In order to get it, I figured out that as long as they mentioned one type in the description and not any others, it should be a good indicator that the writer is of that type.

    import collections

    types = ["intp", "intj", "istp", "istj", "estj", "entj", "estp", "estj", "infp", "isfp", "isfj", "isfj", "esfp", "esfj", "enfj", "enfp"]
    filename = "file.csv"

    def countTags(singlefile):
        typesfreq = collections.defaultdict(set)
        with open(singlefile, "r") as read:
            content = read.readlines()
            for line in content:
                line = line.split("\t")
                content = line[2].lower()
                for mbtitype in types:
                    if mbtitype in content:
                        typesfreq[mbtitype].add(line[0])
        return typesfreq

    typesfreq = countTags(filename)

    for mbtitype in types:
        for mbtitype2 in types:
            if not mbtitype == mbtitype2:
                intersection = typesfreq[mbtitype].intersection(typesfreq[mbtitype2])
                for element in intersection:
                    typesfreq[mbtitype].discard(element)

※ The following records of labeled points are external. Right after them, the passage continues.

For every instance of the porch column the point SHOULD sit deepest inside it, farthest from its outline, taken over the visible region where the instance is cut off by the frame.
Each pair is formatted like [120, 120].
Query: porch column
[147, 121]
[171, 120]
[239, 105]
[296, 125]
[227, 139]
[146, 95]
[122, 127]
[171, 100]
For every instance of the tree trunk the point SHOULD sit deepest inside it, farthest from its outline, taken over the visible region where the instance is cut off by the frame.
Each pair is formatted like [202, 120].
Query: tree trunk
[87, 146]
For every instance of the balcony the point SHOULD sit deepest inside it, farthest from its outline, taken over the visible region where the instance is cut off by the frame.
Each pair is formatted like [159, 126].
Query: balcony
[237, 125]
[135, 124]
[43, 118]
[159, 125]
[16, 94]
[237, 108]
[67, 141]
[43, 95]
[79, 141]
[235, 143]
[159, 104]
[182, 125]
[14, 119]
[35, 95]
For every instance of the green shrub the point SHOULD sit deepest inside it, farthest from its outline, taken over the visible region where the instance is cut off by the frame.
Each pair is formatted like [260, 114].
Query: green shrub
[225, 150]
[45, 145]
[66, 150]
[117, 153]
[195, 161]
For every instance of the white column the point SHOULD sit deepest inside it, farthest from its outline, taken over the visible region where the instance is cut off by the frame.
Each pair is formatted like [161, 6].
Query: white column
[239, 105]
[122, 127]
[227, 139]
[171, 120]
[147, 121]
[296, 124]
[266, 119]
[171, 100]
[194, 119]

    with open(filename, "r") as read:
        content = read.readlines()

    for mbtitype in types:
        print(mbtitype)
        sites = typesfreq[mbtitype]
        with open("blogs" + mbtitype + ".csv", "a") as write:
            for line in content:
                splitline = line.split("\t")
                if not splitline:
                    continiue
                if splitline[0].strip() in sites:
                    write.write(line)

There is probably still something wrong with the code, since about 1% of descriptions still had at least 2 MBTI codes in them. But overall, I was quite satisfied with the results. There was less the 5% of blogs that did not belong in the type they were classified under.